Thursday, June 12, 2008


Did anyone else notice the curious lack of coverage of Dennis Kucinich’s Articles of Impeachment against President Bush, on Monday, in the mainstream media? Nothing on network news broadcasts on Monday, Tuesday, or Wednesday; nothing in The Oregonian on those days, either. Finally, on Thursday, The Oregonian saw fit to devote slightly less than eight column-inches to the subject below the fold on page A3.

Meanwhile, above the fold on page A5 of the same issue of our favorite non-news newspaper, The Oregonian’s editors devoted 13 ½ column-inches to regurgitating (or is that re-regurgitating?) the ONDCP Drug Czar John Walter’s anti-pot propaganda for the umpteenth time.

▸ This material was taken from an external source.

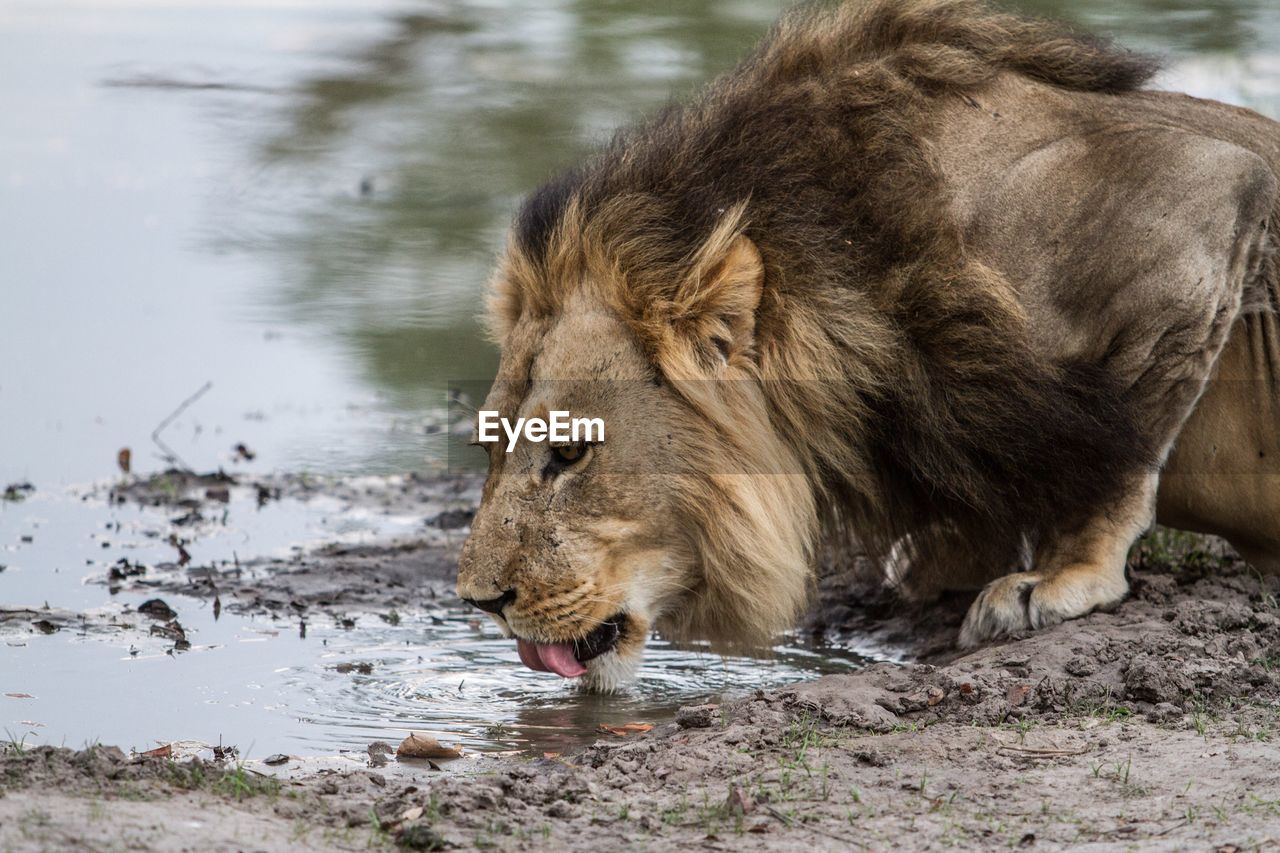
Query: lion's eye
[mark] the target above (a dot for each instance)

Hey, that story is just as lame—and just as wrong—now as it was the first time they told it. Some things never change.

But some things do change, and it seems that our once-trusted news media are among them. It was only a few years ago that news media were beside themselves over President Clinton’s impeachment. The story dominated headlines, garnered extensive coverage, and dragged on for weeks. Neither the news media nor the people who rely on them for daily doses of current events could get enough of it. In retrospect, I think that, as far as the press and most of the people were concerned, it was more about Clinton’s sexual improprieties than it was about Clinton lying to Congress.

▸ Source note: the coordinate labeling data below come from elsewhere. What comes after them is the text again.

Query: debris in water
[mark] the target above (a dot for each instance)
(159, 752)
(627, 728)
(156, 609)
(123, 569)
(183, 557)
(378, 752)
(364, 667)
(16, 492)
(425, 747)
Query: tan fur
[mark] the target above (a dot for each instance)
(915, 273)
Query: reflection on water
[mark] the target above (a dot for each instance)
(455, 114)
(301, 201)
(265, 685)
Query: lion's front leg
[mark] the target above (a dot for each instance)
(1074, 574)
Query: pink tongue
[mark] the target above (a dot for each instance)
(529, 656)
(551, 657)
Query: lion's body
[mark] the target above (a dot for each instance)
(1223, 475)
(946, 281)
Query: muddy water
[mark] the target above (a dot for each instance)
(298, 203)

And don’t let us forget Watergate. When Bob Woodward and Carl Bernstein broke the story some 35 years ago, the news media went berserk. From the break-in investigation to the identification and capture of the burglars to the hearings to the eventual impeachment and resignation of President “I am not a crook” Nixon, the ever-present press never once shirked its duty, never once let the American people forget exactly what the press is for. The media buzz went on for months, making or breaking the careers and reputations of countless media and beltway insiders, capturing daily the attention of news junkies from dawn to dark and late into the night.

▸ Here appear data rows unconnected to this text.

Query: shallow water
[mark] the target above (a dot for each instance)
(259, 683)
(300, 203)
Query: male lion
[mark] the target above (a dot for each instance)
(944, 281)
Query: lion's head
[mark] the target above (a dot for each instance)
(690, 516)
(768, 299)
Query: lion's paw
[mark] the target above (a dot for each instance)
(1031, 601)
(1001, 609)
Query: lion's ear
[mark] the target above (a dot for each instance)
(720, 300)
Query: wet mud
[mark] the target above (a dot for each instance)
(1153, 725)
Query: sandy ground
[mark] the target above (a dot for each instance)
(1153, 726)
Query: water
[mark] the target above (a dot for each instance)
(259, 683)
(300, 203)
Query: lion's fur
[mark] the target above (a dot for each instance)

How times have changed. Today, those whose mission is to collect and disseminate the news seem less concerned about delivering real news and more concerned with not reporting anything that might reflect badly on the Bush Administration. Their intent seems to be to deflect public attention away from important matters to inconsequential things, thus allowing a corrupt and inept government to continue its plundering of national treasures.

Are the news media complicit in Bush’s ongoing efforts to destroy all that is good about America? My guess is they are. Or, maybe, the media’s apparent disregard for real news is just another symptom of the general malaise that travels hand-in-hand with entropy as it brings the forward progress of our once-great nation to a screeching halt.